Three words. Then the same three words again, just to make sure it landed.
He's not preaching. He's reporting. That's what the water taught him, and the wire confirmed it.
Tarpon is still out there waiting. He'll get there. Probably the same way Baja happened, the right crew, the right window, and someone sending a message that just says we're going. That's how it works for guys like James. The trips find you when you've put in enough water time to deserve them.
And he's already got the next one circled. Oman. It's the kind of fishery that exists mostly as a rumor until someone in your circle comes back from it sun-wrecked and speechless. James has been paying attention to those rumors. A man who chases roosterfish in Baja and runs blind creeks in northeast Florida on a Tuesday afternoon is not going to let Oman stay a rumor forever.

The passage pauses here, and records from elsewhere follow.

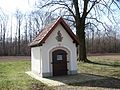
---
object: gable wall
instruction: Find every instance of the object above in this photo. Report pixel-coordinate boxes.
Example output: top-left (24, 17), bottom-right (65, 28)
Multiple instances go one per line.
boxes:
top-left (41, 24), bottom-right (77, 73)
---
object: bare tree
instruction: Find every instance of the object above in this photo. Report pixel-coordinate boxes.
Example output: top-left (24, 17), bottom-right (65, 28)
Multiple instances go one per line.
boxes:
top-left (39, 0), bottom-right (119, 62)
top-left (16, 10), bottom-right (23, 55)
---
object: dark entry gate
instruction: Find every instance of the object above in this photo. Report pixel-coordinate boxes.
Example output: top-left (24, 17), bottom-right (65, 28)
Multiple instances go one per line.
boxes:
top-left (52, 49), bottom-right (67, 76)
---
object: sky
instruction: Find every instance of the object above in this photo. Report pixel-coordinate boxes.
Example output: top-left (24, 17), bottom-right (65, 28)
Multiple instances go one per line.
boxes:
top-left (0, 0), bottom-right (37, 14)
top-left (0, 0), bottom-right (37, 37)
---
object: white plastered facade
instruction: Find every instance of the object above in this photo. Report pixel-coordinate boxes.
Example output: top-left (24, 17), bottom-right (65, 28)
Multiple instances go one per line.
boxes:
top-left (31, 24), bottom-right (77, 77)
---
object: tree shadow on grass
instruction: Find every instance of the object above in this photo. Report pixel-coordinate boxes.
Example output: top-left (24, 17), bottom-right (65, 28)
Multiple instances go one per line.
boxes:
top-left (49, 73), bottom-right (120, 89)
top-left (89, 61), bottom-right (120, 67)
top-left (71, 77), bottom-right (120, 89)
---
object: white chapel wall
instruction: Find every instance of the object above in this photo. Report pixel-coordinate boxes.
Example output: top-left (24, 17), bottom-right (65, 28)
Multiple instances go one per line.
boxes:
top-left (31, 47), bottom-right (41, 73)
top-left (42, 24), bottom-right (77, 73)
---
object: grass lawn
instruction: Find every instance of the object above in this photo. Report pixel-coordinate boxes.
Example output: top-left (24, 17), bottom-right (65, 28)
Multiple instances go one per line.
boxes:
top-left (0, 60), bottom-right (52, 90)
top-left (0, 55), bottom-right (120, 90)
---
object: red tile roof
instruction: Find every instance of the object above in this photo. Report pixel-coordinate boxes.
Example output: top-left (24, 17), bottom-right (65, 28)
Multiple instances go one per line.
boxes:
top-left (29, 17), bottom-right (79, 47)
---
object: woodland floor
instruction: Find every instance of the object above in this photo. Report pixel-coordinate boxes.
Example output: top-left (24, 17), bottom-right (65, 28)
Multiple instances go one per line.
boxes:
top-left (0, 54), bottom-right (120, 90)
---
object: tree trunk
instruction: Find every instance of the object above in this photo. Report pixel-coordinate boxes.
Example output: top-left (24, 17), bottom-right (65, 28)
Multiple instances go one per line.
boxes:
top-left (76, 20), bottom-right (89, 62)
top-left (73, 0), bottom-right (89, 62)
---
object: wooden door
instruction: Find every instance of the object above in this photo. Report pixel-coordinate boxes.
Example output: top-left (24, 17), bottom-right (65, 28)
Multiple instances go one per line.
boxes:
top-left (52, 49), bottom-right (67, 76)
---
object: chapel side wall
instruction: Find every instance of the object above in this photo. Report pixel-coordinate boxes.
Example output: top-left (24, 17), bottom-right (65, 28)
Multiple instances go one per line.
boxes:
top-left (42, 25), bottom-right (77, 76)
top-left (31, 47), bottom-right (41, 74)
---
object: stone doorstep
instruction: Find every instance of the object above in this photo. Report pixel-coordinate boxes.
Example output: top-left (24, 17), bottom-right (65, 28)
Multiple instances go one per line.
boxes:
top-left (25, 71), bottom-right (66, 86)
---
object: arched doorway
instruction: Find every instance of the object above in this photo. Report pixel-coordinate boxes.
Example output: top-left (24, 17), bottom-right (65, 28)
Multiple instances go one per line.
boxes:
top-left (52, 49), bottom-right (67, 76)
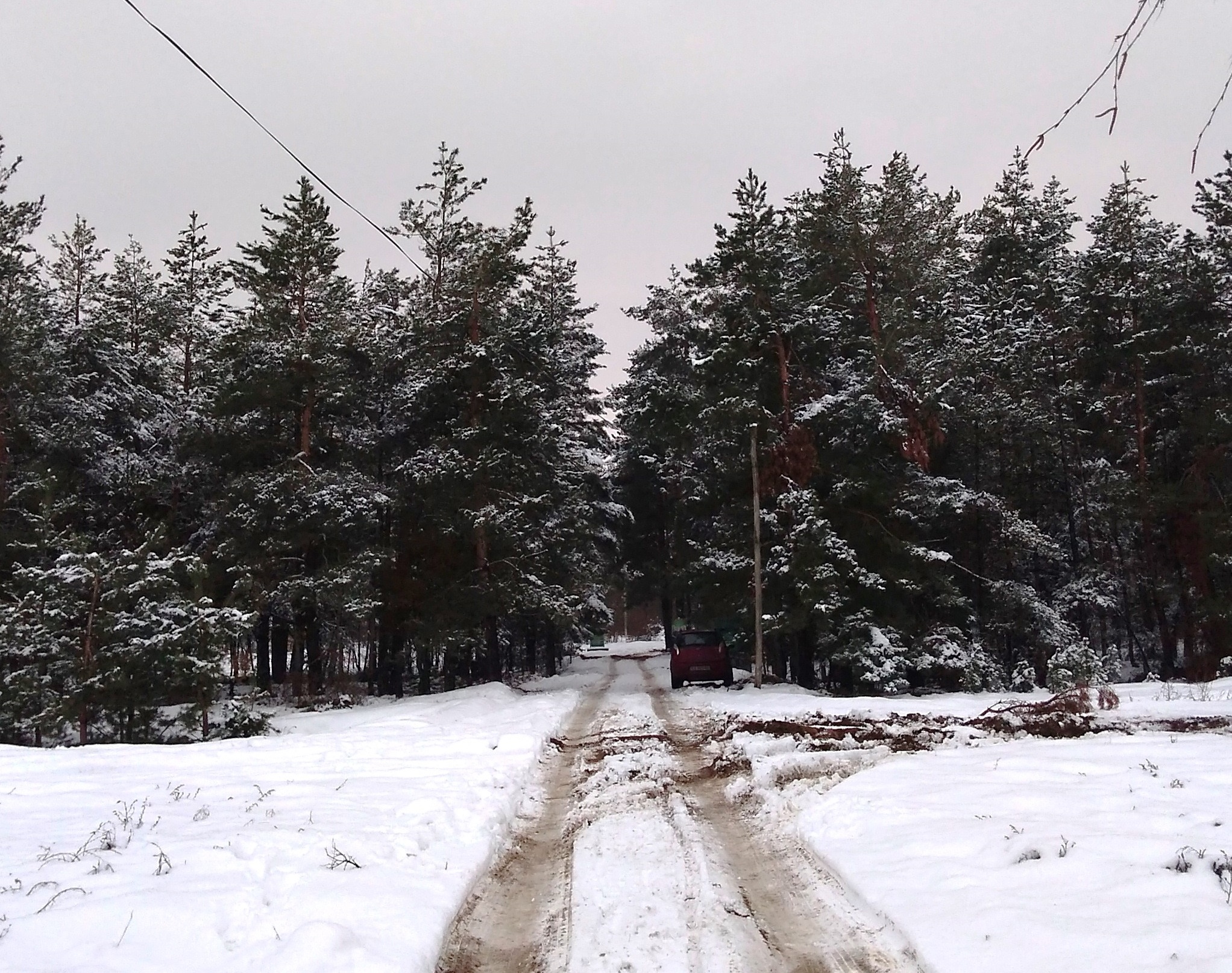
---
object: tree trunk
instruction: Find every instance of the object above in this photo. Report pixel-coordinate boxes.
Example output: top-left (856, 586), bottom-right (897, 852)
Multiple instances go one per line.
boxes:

In the meantime, he fishes his home water the same way he always has. And when he comes back in, he's usually carrying something extra. Not the big fish story. Actual trash. From the bank, the shoreline, wherever someone left it behind.
No announcement, no caption about it. Just something he does.
"If more people did that it would be sick," he says, the most straightforward conservation platform you're ever going to hear.
Ask him for a quote that's stuck with him and he fires back without hesitation:
"Sometimes when I close my eyes, I can't see."
Make of that what you will. The man is not overthinking it, and that might be the whole point.
James Quinones. Jacksonville, FL. Electrician. Fly fisherman. Marshbum. He'll be at the ramp.